Harcerska Grupa Ratownicza ze Starachowic ma nową karetkę. Będzie służyła do nauki pierwszej pomocy medycznej, pomoże też w zabezpieczaniu imprez.
Do tej pory harcerze mieli do dyspozycji samochód terenowy, który wymagał remontu. Karetkę z podstawowym wyposażeniem udało się kupić dzięki wsparciu Fundacji PKO BP i Fundacji To się uda, informuje szef grupy Tomasz Łebek.
– To ambulans z podstawowym wyposażeniem, na razie może służyć jako karetka transportowa. Na wyposażeniu jest mały defibrylator, który na pewno pomoże jako sprzęt szkoleniowy, a z czasem będziemy się starać o uzupełnianie wyposażenia karetki. Na pewno znacząco poprawi to jakość naszej służby, ale także bezpieczeństwo mieszkańców.
Poseł Krzysztof Lipiec, który pośredniczył w pozyskaniu funduszy, zaznaczył, że działalność Harcerskiej Grupy Ratowniczej jest bardzo ważna.
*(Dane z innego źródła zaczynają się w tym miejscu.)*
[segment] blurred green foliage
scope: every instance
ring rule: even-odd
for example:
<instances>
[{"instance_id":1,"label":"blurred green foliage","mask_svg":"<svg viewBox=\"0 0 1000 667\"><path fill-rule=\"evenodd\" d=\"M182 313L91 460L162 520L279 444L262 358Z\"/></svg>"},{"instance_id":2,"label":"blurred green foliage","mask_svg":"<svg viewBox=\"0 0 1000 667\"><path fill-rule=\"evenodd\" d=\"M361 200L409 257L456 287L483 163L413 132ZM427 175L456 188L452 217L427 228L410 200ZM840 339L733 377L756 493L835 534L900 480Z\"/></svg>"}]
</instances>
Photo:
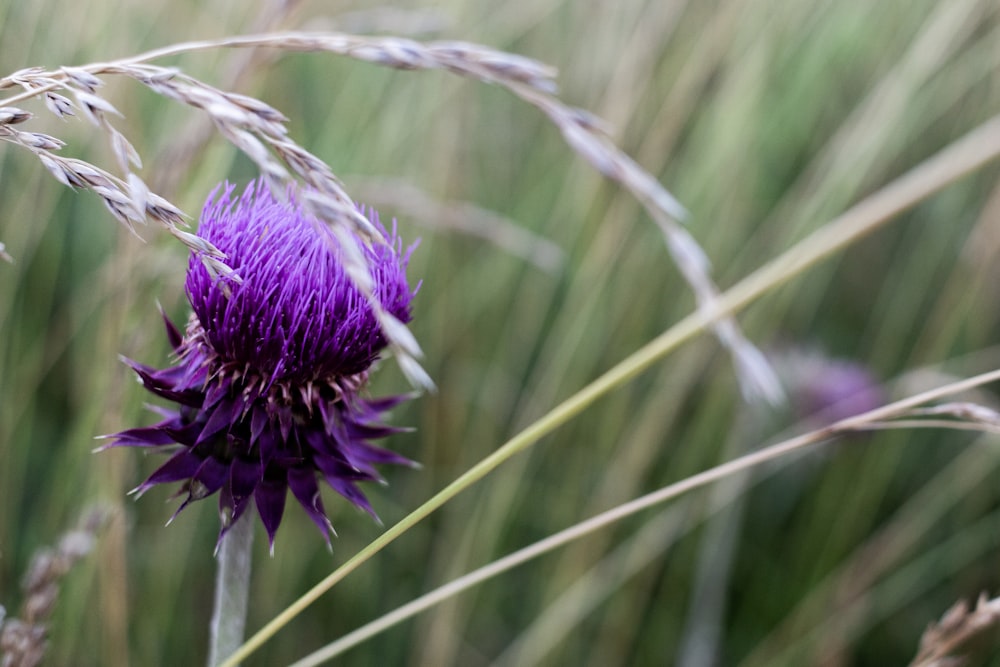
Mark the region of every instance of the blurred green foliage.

– To tu kształci się młode pokolenie Polaków, aby za kilka lat nieść pomoc ludziom w sytuacjach kryzysowych. Harcerstwo to organizacja kształtująca młodzież w duchu wartości, a dodatkowo pozwalająca na zdobywanie określonych sprawności, a grupa ze Starachowic znana jest nie tylko w naszym województwie, ale także na arenie ogólnopolskiej.
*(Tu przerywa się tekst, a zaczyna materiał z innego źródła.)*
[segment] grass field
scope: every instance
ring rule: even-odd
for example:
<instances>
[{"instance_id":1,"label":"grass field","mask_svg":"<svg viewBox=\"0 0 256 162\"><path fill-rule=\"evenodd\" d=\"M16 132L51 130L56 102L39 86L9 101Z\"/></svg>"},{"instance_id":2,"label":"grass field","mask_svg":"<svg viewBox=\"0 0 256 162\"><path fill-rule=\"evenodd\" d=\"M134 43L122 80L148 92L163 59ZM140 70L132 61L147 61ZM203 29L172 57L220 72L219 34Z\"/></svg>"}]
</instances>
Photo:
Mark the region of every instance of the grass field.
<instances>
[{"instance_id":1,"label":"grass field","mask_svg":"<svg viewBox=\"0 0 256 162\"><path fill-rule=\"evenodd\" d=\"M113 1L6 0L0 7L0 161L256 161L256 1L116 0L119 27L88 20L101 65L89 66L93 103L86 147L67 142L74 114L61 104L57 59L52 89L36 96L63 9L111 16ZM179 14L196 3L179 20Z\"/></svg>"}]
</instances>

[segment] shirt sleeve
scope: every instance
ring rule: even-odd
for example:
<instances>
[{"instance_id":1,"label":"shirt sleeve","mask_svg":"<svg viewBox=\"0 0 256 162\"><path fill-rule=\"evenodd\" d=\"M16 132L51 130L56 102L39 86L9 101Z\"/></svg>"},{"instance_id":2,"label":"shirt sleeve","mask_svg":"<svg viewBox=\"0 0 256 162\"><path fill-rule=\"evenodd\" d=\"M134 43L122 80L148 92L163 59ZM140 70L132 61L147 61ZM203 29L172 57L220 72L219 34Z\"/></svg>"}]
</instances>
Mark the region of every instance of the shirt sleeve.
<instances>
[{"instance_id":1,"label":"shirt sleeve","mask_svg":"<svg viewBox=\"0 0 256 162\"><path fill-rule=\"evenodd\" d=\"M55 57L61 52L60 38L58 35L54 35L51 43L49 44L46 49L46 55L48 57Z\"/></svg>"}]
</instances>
Harcerstwo to także harcerskie specjalności, a do nich potrzebny jest współcześnie profesjonalny sprzęt podkreślał zastępca komendanta Chorągwi Kieleckiej ZHP Tomasz Rejmer.
– Teraz młodzi ludzie uczą się procedur, ćwiczą opanowanie i umiejętności, które później przydadzą się w dorosłym życiu. To także przyszłe kadry służb mundurowych, które będą działać na rzecz bezpieczeństwa kraju. Nowa karetka przeniesie Harcerską Grupę Ratowniczą na inny, znacznie wyższy poziom szkolenia i pracy.
Grupa ratownicza na stałe liczy około 10 członków, ale wielu młodych ludzi uczy się niesienia pomocy. Grupa zapewnia opiekę medyczna podczas imprez plenerowych, spotyka się z dziećmi w szkołach czy świetlicach. Jej wyjątkowym członkiem jest pies ratowniczy Inka, który pomaga przełamywać strach u dzieci, zbliża je do ratowników i pomaga w pracy.
Dofinansowanie z Fundacji PKO BP wynosiło 120 tys. zł, kolejne 20 tys. zł przekazała Fundacja „To się uda”. Ta kwota w całości zapewniła zakup pojazdu i jego wyposażenie.